Wisconsin’s chilly climate, which falls into U.S. Department of Agriculture plant hardiness zones 3 through 5, overpowers all but the cold-hardiest of plants, making winterizing most ornamentals a must. Container gardening lends itself well to overwintering most tender perennials, such as zonal geraniums (Pelargonium x hortorum), which thrive in USDA zones 10 through 11 -- in colder zones, you simply take them inside when the temperature drops. However, zonal geraniums with a lot of leggy growth overwinter better as cuttings, since you have to prune the plants back by one-third to one-half before bringing them indoors. The state’s first and last frost dates, which range from September 21st to May 10th, make overwintering geraniums in Wisconsin a bit different than overwintering them in other locales.
Cut several 3- to 4-inch-long pieces of the healthiest stem tips from the healthiest geraniums just before the first frost of the season, using sterilized pruning shears for the task. Make the cut on each stem tip just below a leaf node, the bump from which leaves emerge. Pull away the leaves from the lower half of the cutting.
Spread 1 tablespoon of rooting hormone powder containing IBA (Indole-3-butyric acid) on a plate in an even layer. Dip the cut end, or basal end, of each cutting into the root hormone powder, and shake off the excess.
Insert the bottom half of each cutting in a 6-inch-deep pot filled with equal parts sphagnum peat moss, perlite and coarse river sand. Water the growing medium until water drains from the pots, and cover each with a plastic bag. Wrap a rubber band or tie a piece of twine around the pot to hold the bag a few inches above the top of the cutting so that it has room to grow.
Place the geranium pots in a bright windowsill, ideally one that faces east so that the cutting gets the morning sun. Spray a fine mist of water on the growing medium a few times a day with room-temperature water from a spray bottle to keep it moist at all times. Remove the bag after two to three weeks.
Dig the geranium cutting up after six to eight weeks, and transplant it to an 8-inch-deep pot, this time filled with a mixture of equal parts compost, sterilized loam and perlite. The addition of compost and loam helps condition the geranium to outdoor soil.
Place the geranium outside for a few hours each day during the week leading up to the last frost of spring, a technique referred to as "hardening off." Hardening off geraniums helps them make the transition from inside to outside and lessens the stress the move places on them. Place the pot outside to stay after the threat of frost passes in your area.

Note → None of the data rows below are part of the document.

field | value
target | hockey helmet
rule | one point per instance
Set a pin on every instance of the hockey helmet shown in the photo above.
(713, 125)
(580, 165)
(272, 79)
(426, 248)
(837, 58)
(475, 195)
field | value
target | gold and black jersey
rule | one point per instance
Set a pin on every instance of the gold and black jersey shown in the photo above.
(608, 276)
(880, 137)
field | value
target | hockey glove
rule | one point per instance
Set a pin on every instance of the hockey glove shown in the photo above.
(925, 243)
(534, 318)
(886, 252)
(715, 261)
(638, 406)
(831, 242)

Dig up the geraniums, and shake the soil from the roots just before the first expected frost of fall. Trim back any diseased, damaged or dead roots to healthy ones. Tie one end of a piece of heavy-duty twine around the roots of each geranium.

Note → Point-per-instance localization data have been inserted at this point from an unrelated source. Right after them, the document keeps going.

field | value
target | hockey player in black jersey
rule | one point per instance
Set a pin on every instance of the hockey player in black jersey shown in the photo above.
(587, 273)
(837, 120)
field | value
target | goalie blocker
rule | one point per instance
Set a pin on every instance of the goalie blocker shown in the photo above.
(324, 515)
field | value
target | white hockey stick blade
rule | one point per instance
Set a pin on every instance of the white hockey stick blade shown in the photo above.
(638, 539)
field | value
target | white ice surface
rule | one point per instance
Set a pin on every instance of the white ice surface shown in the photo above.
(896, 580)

Tie the other end of the twine to a rafter or beam in a cellar, basement or attic that maintains a constant temperature between 45 and 50 degrees Fahrenheit. Tie the twine so that the geraniums hang upside-down, suspended in the air. Keep the light off in the room at all times.
Take the geraniums down from the rafter or beams two or three times during winter, and soak the roots in room-temperature water for an hour or two. Hang the geraniums after soaking.
Take the geraniums down after the threat of frost passes in spring. Trim back all the dead or withered stems and leaves, using sterilized pruning shears for the task, and plant the geraniums outside.
Prune back geraniums in containers to one-third to one-half of their total height, using sterilized pruning shears for the job, just before the first frost of the season. Pruning minimizes the leggy growth that occurs inside during winter.
Place the geraniums in a sunny spot in room with a temperature that stays consistently between 60 and 75 degrees Fahrenheit.
Pinch back new growth to shape the geranium and keep any weak stems in check. Water the geranium to a depth of about 1/2 inch when the soil feels dry to the touch. Take the geranium back outside after the threat of frost passes in spring.